不思議な解説である。藤井誠二氏は少年犯罪関連の著作の多いジャーナリストであるが、ここまで肝心の解説の対象となる著者(芹沢一也)や著作(ホラーハウス社会)に触れずに自分の持論を述べてしまうってのも珍しいな。著者はともかく編集者がよくオッケーしたよなと思う。

まあそれは置くとして、その解説の内容が、わしの問題意識と非常にリンクしつつわし自身を告発しているように思えて考えるところが多かった。

彼の主張のあらましはこうである。
少年犯罪に対し、少年を理解しようという立場から異常者として拒絶するという立場に社会が転換を果たした背後には、それまで見捨てられ続けてきた犯罪被害者の実態に光が当てられだしたということがある。ここで、少年犯罪にもはや(社会の歪みによって不幸な境遇におかれた少年が犯罪に走ってしまい、立ち直るという)物語を求められなくなった社会は、こんどは犯罪被害者にたいし物語化を進めているように思われる。つまり、理不尽な暴力によって人生を奪われ、地獄に突き落とされた人々に同情を寄せることによって、カタルシスを得る社会の出現である。

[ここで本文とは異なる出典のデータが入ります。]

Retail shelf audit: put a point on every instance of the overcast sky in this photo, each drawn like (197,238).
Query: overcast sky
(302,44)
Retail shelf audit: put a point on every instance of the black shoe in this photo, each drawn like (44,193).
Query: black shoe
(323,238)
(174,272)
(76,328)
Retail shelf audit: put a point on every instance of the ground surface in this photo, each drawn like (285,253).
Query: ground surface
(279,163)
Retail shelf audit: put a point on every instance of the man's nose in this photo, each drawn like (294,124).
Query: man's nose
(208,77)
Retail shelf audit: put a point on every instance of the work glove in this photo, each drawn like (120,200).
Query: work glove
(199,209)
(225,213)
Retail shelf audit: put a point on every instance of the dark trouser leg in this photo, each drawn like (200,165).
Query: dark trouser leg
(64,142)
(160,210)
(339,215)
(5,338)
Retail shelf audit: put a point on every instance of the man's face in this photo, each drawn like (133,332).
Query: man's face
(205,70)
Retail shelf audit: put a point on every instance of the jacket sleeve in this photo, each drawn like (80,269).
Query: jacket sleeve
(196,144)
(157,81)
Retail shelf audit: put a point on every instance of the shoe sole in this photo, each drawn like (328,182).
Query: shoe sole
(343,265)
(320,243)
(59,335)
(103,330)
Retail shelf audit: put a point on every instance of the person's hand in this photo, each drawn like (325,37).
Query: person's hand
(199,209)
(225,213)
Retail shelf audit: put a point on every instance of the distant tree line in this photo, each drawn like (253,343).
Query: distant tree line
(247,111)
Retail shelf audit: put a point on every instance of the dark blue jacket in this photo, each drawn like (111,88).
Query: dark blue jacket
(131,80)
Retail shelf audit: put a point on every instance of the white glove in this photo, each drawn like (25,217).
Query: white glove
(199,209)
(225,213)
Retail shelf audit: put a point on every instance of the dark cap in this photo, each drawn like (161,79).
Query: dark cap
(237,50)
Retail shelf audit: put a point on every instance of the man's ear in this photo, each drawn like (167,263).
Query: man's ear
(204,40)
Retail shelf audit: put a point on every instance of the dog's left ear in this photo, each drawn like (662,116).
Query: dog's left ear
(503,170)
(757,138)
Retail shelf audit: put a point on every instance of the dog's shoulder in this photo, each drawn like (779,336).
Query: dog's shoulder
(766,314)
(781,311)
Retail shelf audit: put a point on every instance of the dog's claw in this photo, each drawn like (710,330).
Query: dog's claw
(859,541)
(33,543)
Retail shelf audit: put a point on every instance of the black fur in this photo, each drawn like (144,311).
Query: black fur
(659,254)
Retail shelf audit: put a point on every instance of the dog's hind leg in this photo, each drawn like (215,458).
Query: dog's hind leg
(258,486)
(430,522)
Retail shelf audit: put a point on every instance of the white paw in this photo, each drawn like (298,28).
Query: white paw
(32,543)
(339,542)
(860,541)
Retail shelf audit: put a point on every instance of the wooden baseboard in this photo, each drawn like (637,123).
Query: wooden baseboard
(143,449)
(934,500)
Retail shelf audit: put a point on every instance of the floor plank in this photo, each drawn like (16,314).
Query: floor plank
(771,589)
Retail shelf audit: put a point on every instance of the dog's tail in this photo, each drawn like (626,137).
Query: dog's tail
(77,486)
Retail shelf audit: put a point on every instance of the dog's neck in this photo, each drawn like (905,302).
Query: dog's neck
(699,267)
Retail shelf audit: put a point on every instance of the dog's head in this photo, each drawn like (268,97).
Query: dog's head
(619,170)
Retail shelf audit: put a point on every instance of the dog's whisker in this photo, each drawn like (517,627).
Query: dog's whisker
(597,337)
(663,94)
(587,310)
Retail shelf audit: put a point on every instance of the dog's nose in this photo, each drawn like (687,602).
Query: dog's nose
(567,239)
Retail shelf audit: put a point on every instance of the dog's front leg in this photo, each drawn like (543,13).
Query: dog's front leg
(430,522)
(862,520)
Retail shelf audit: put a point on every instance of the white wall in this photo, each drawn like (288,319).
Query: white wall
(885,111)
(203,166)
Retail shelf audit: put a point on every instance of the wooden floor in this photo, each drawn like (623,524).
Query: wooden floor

それにとどまらず今度は、犯罪被害者を「赦す被害者」「赦さない被害者」に選別してしまう物語が出来つつある。つまり、犯罪被害に遭い、家族を殺され、人生を狂わされる。しかし、いつかは加害者と交わり、「赦す」という「赦す被害者」のストーリーである。これは「赦さない被害者」をあたかも悪役のように仕立て上げるもので、犯罪被害者救済の法整備がまだ不完全な日本で、犯罪者を憎み続ける被害者が多いということ、また加害者の社会復帰に恐怖を覚えるという遺族の存在を忘れさせてしまうという危険な状況を招きかねない。被害者遺族にとっての最終的な救済や癒しとは、加害者との交流の中で「赦す」という状態に達することであるとする一部の人権派の人々は、問題の一部だけを見て全体が見られていない。

正直に言って、わしはここで非難されている「犯罪被害者の癒しは加害者との交流の中で生まれる」と考える者である。それは、犯罪被害者について今まで考えてきた結果なのであるが、もちろん赦さなくてはいけないとかそういうものではない。被害者慰留のためには、何が起こったのかを知るためにできる限りの情報が与えられたり、興味本位で見られなかったり、生活上の援助が得られたりすることが必要であると思うが、それとともに加害者自身の口から事件について聞けたり、被害者の自分達が日々どういう思いで過ごしているかを加害者自身に話せたり、そして、できうれば加害者の悔悛の情を示してもらう、そういうこともまた必要であると思うのだ。しかし、まず、加害者と交流を持つことは今までは叶わないことだったということを考えなければならない。加害者自身の口から事件について聞きたい、そういう思いを持つ被害者の努力で、交流が少しずつ実現できるようになりそして「赦す被害者」という存在が現われだしたのである。

藤井氏は「赦し」の圧力が被害者にかかるようになったというが、わしにはまだ「赦してはいけない」圧力のほうが被害者にかかっているように思える。被害者が「どうしたら加害者を赦しますか?」とインタビューで聞かれるのは、「赦せ」という圧力ではなく、「死んだものは帰ってこない、どんなことがあっても赦せません」という答えを期待しているからであろう。たしかに藤井氏の言うような圧力があるのであれば、できる限りそれを感じないように配慮する必要はあるだろう、しかし「加害者は絶対に赦せません、何とか極刑にするように努力します」という検察側の人間だっている、そちらにも目を向けないと被害者の心の安寧は図れないのではないだろうか。

そもそも、メディアが欲しているのは感情のベクトルの大きさであって、その方向ではないと思う。被害者が赦そうが赦さなかろうが、カタルシスを得られる物語にできればそれでいいのだ。根本的な問題はその物語を欲している社会のほうにこそあるのではないか、藤井氏のいう「赦す被害者」の物語以前に、カタルシスを得るための物語化がなされるそういった状況を打破する試みこそが必要なのではないかと思う。

コメント

nophoto
安原宏美
2006年3月3日11:31

「ホラーハウス社会」読んでいただいて、ありがとうございました。藤井さんの自説展開の解説を「よくオッケーした」編集者本人です(笑)悩める本かと思います、はい。まさにお話されている話題を出しておりますので、勝手ながらTBさせていただきましたので、私のブログ、そこからリンクされてる芹沢さんのブログ読んでいただけると幸いです。藤井さんご本人もこちらのブログの内容を転送したんですが、あまりあのページ数のない論考をしっかり読んでいただいてらっしゃることにとても喜んでいらっしゃいました。本文のほうのレビュー含めて重ねて御礼申し上げます。